Ein jedes U-Bahnabteil ist ein großer Sack voll Träume. Der kleine Junge ganz hinten träumt davon Pilot zu werden. Im April hörte ich ihn das sagen. Jetzt im Dezember will er vielleicht etwas ganz anderes werden. In dem Alter ändern sich Träume noch wöchentlich. Der alte Mann dagegen, der an seinem kleinen Finger einen goldenen Ring mit rotem Stein trägt, träumt womöglich nur noch einen Traum – mehr eine Erinnerung – an das Leben, dass er früher mit der Frau, die den Ring einmal trug, gelebt hat. Wovon ich selbst träume, frage ich mich und zucke mit den Schultern. Vor einigen Jahren, zuckte ich schon einmal so mit den Schultern, als mir kein rechter Traum einfallen wollte. Damals hielt der, der die Frage stellte, ein winziges Paar rote Sandalen in der Hand. Mein erstes Paar Schuhe, das wir im Keller gefunden hatten, brachte mich zum Lächeln. Zwischen Kartons sitzend erinnerte ich mich an den Traum des Kindergartenmädchens, das ich einmal gewesen war.  Ich wollte, wenn ich groß war, im Supermarkt an der Ecke arbeiten. Die Kassiererin, die jeden Abend auf dem Nachhauseweg an unserem Küchenfenster vorbei kam, erschien mir recht zufrieden zu sein und sie hatte eine rote Handtasche mit braunem Henkel. Die Vorstellung abends mit einer so hübschen Tasche nach Hause zu gehen und zuvor fröhlich den ganzen Tag zu kassieren und zu plaudern gefiel mir. So anspruchslos, wurde ich damals gefragt und nickte, als ich ein zweites Paar Schuhe aus einem Karton zog. Obwohl dort einige verstaubte Paare Spitzenschuhe lagen, kann ich mich nicht daran erinnern, jemals davon geträumt zu haben Ballerina zu werden. Es gab andere, die besser waren. Auch sonst stand nichts auf meiner Liste. Als Kind war ich erschreckend talentfrei und mir dessen sehr bewusst. Über die Vorstellung, dass mir das Leben etwas schulden würde, hätte ich wohl schon als Fünfzehnjährige herzhaft gelacht.

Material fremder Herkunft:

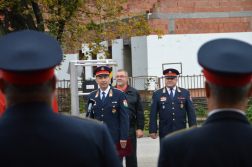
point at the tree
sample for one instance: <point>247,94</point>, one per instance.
<point>74,22</point>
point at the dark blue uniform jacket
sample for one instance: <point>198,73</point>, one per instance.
<point>224,140</point>
<point>113,112</point>
<point>31,134</point>
<point>172,113</point>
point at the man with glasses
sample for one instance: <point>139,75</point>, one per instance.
<point>136,113</point>
<point>172,103</point>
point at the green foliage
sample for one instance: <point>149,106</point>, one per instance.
<point>200,111</point>
<point>249,113</point>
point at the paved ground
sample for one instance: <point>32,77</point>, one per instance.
<point>147,152</point>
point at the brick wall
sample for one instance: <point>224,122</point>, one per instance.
<point>203,24</point>
<point>212,25</point>
<point>193,6</point>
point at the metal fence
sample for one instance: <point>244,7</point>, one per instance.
<point>195,84</point>
<point>63,95</point>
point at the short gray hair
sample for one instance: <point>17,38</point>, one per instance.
<point>122,70</point>
<point>229,95</point>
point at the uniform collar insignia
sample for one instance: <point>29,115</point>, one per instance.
<point>97,94</point>
<point>110,93</point>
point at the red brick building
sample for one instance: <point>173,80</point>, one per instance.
<point>192,16</point>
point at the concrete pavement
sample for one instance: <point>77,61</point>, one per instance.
<point>147,152</point>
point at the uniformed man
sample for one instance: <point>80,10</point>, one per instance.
<point>136,114</point>
<point>172,103</point>
<point>110,106</point>
<point>225,138</point>
<point>31,133</point>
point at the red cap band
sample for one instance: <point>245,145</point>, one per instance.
<point>27,79</point>
<point>172,74</point>
<point>102,72</point>
<point>227,81</point>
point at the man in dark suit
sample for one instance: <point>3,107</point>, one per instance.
<point>110,106</point>
<point>31,133</point>
<point>136,114</point>
<point>225,138</point>
<point>172,103</point>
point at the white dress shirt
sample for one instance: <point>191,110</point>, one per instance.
<point>173,90</point>
<point>225,109</point>
<point>106,92</point>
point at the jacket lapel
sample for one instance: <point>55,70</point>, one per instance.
<point>166,94</point>
<point>108,97</point>
<point>177,93</point>
<point>98,98</point>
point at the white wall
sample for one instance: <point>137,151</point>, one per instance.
<point>139,56</point>
<point>149,53</point>
<point>62,74</point>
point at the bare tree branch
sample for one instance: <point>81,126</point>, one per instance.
<point>39,16</point>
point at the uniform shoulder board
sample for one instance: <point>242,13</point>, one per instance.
<point>93,91</point>
<point>158,89</point>
<point>82,117</point>
<point>118,89</point>
<point>182,130</point>
<point>182,88</point>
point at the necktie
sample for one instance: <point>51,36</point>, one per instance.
<point>171,94</point>
<point>103,96</point>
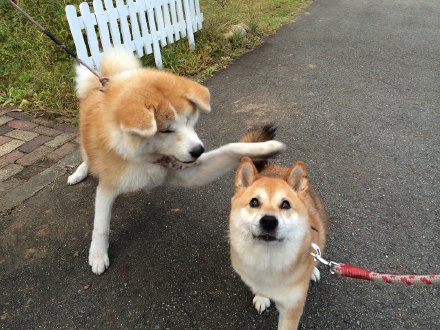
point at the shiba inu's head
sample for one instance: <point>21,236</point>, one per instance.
<point>268,210</point>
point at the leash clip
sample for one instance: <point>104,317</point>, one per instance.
<point>317,256</point>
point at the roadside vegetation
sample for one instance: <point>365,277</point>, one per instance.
<point>37,75</point>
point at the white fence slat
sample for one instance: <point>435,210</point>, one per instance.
<point>76,25</point>
<point>133,10</point>
<point>181,19</point>
<point>193,15</point>
<point>146,35</point>
<point>189,27</point>
<point>102,20</point>
<point>155,35</point>
<point>175,23</point>
<point>142,26</point>
<point>92,40</point>
<point>168,27</point>
<point>125,29</point>
<point>113,17</point>
<point>159,22</point>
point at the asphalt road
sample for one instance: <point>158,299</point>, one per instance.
<point>353,87</point>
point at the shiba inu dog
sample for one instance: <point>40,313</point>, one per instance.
<point>275,217</point>
<point>138,133</point>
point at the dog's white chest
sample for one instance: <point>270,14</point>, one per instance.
<point>139,176</point>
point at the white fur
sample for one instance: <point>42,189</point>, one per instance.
<point>143,152</point>
<point>261,303</point>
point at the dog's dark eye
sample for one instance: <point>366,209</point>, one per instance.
<point>254,202</point>
<point>285,205</point>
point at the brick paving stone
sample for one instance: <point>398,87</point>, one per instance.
<point>5,119</point>
<point>34,143</point>
<point>10,146</point>
<point>10,158</point>
<point>33,156</point>
<point>22,135</point>
<point>5,129</point>
<point>46,131</point>
<point>4,139</point>
<point>9,170</point>
<point>62,151</point>
<point>21,115</point>
<point>9,184</point>
<point>60,139</point>
<point>21,124</point>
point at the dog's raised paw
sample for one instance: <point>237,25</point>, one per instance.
<point>316,275</point>
<point>261,303</point>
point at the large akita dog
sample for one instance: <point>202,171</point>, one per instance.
<point>138,133</point>
<point>275,217</point>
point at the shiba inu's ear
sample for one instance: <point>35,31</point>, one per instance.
<point>138,120</point>
<point>297,177</point>
<point>199,95</point>
<point>246,174</point>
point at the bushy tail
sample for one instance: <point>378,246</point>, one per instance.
<point>260,134</point>
<point>112,62</point>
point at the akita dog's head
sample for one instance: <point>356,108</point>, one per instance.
<point>148,113</point>
<point>268,210</point>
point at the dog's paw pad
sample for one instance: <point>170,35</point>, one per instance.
<point>316,275</point>
<point>261,303</point>
<point>99,263</point>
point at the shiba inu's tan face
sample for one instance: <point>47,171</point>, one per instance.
<point>268,210</point>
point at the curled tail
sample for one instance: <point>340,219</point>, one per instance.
<point>112,62</point>
<point>260,134</point>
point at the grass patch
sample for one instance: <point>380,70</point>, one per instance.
<point>37,75</point>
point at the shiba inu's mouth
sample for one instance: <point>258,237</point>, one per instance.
<point>172,162</point>
<point>267,238</point>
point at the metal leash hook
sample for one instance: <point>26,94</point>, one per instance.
<point>317,256</point>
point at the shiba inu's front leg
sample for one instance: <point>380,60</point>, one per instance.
<point>98,254</point>
<point>215,163</point>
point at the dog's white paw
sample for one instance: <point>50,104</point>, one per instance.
<point>316,275</point>
<point>98,257</point>
<point>79,175</point>
<point>261,303</point>
<point>99,263</point>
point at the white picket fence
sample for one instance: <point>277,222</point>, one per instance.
<point>142,26</point>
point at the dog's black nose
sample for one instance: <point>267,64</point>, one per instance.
<point>269,223</point>
<point>197,151</point>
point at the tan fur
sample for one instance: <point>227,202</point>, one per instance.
<point>134,104</point>
<point>138,132</point>
<point>293,279</point>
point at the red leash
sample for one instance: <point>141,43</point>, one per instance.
<point>347,270</point>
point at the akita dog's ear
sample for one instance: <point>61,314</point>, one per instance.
<point>200,97</point>
<point>297,177</point>
<point>138,120</point>
<point>246,174</point>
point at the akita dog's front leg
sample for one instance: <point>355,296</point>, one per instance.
<point>215,163</point>
<point>98,254</point>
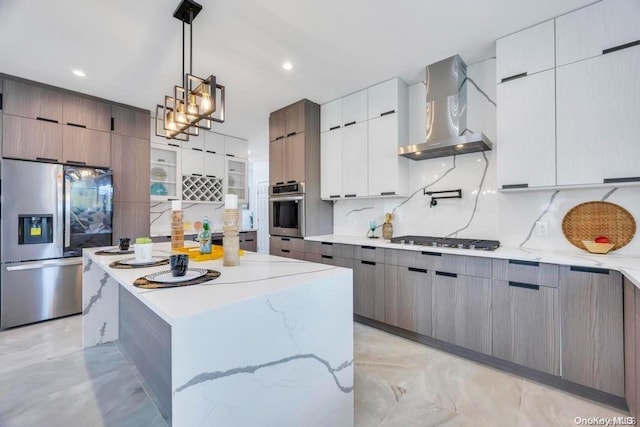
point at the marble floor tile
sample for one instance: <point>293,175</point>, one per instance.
<point>550,407</point>
<point>31,344</point>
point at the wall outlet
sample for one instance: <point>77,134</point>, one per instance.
<point>542,229</point>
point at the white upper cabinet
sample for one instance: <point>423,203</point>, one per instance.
<point>214,143</point>
<point>383,98</point>
<point>354,108</point>
<point>331,115</point>
<point>526,132</point>
<point>528,51</point>
<point>387,170</point>
<point>590,31</point>
<point>354,160</point>
<point>331,164</point>
<point>598,106</point>
<point>236,147</point>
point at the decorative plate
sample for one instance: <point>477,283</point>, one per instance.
<point>589,220</point>
<point>166,276</point>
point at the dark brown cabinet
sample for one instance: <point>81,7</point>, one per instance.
<point>592,328</point>
<point>86,147</point>
<point>407,298</point>
<point>31,101</point>
<point>526,325</point>
<point>131,173</point>
<point>85,112</point>
<point>462,310</point>
<point>130,122</point>
<point>368,289</point>
<point>29,139</point>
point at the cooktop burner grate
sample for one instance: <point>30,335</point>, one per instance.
<point>447,242</point>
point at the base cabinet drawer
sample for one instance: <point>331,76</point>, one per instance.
<point>526,325</point>
<point>368,289</point>
<point>592,328</point>
<point>407,298</point>
<point>461,308</point>
<point>532,272</point>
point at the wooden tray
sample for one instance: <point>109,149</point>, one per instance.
<point>194,253</point>
<point>592,219</point>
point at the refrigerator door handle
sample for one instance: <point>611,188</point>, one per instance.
<point>45,264</point>
<point>67,212</point>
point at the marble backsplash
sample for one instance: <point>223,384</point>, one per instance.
<point>483,212</point>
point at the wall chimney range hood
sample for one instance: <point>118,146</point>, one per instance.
<point>446,131</point>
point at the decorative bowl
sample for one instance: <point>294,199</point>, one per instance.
<point>597,248</point>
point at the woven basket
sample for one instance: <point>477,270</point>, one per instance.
<point>592,219</point>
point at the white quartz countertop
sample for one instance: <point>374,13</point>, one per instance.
<point>159,233</point>
<point>257,275</point>
<point>626,264</point>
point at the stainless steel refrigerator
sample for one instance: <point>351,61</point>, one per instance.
<point>49,213</point>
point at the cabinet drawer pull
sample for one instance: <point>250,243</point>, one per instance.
<point>431,253</point>
<point>514,77</point>
<point>42,119</point>
<point>508,186</point>
<point>620,47</point>
<point>627,179</point>
<point>444,273</point>
<point>520,262</point>
<point>524,285</point>
<point>590,270</point>
<point>76,125</point>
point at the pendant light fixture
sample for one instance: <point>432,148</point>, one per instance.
<point>195,100</point>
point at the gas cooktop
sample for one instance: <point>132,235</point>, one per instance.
<point>446,242</point>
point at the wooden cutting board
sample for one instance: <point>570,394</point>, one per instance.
<point>589,220</point>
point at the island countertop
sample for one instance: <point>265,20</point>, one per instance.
<point>257,275</point>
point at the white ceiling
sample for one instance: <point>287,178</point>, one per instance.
<point>131,50</point>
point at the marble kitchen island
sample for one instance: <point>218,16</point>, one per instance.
<point>269,342</point>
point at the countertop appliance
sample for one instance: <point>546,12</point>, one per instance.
<point>446,242</point>
<point>287,210</point>
<point>446,118</point>
<point>49,213</point>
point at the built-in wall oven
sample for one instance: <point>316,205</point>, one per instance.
<point>286,204</point>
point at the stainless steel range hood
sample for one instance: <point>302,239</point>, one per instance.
<point>446,131</point>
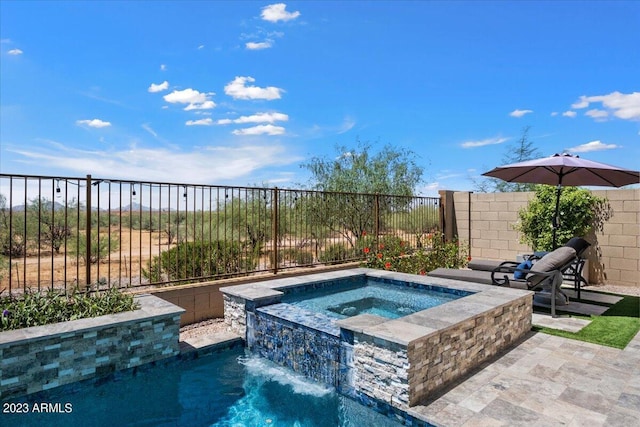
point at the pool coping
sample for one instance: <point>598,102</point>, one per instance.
<point>404,330</point>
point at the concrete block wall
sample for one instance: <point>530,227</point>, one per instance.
<point>486,220</point>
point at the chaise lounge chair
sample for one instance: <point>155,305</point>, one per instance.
<point>544,276</point>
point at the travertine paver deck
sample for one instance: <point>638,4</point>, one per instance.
<point>546,381</point>
<point>564,323</point>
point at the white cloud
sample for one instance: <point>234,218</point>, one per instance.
<point>200,122</point>
<point>158,87</point>
<point>208,164</point>
<point>596,114</point>
<point>277,12</point>
<point>483,142</point>
<point>623,106</point>
<point>94,123</point>
<point>238,90</point>
<point>520,113</point>
<point>257,118</point>
<point>206,105</point>
<point>347,125</point>
<point>593,146</point>
<point>258,46</point>
<point>195,100</point>
<point>148,128</point>
<point>260,130</point>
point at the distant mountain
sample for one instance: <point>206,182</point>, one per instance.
<point>46,206</point>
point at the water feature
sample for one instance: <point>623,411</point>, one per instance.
<point>387,339</point>
<point>347,298</point>
<point>230,388</point>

Natürlich habe ich geträumt. Als Kind, als junger Mensch und noch immer. Mit offenen und geschlossenen Augen stolpere ich träumend durch die Jahre. Aber wirklich erwartet habe ich, soweit ich mich erinnern kann, vom Leben nie etwas. Nichts, das mir von alleine zufallen würde. Noch heute erscheint es mir lächerlich, zu glauben, dass uns Zellhaufen das große Glück zusteht. Viel zu oft glaubt man es in der Hand zu haben und wenn man nur ein bisschen an der Oberfläche kratzt, merkt man, dass es billiger Tand war unter dessen glitzerndem Schmuck nur billiges und alltägliches steckt. Wieder spricht sie, die mir gegenüber sitzt, von dem was ihr zustehen würde. Das was ganz eindeutig ihr gehört und das sie aber noch nicht bekommen hat. Wie anstrengend das sein muss. Dieses Gerenne hinter dem, was einem doch zusteht.

Ich renne nicht. Mir steht nichts zu. Und trotzdem habe ich von fast allem sehr viel. Vom richtigen so einiges, vom falschen so gut wie nichts. Die Kunst liegt doch eigentlich darin, sich dem zu entledigen, was das Leben erschwert und weniger in der Suche nach dem was es erleichtert. Jetzt setze ich mich woanders hin. Denn das steht mir dann doch zu – ein Platz, an dem ich nicht mit mir fremden Träumen fremder Menschen behelligt werde.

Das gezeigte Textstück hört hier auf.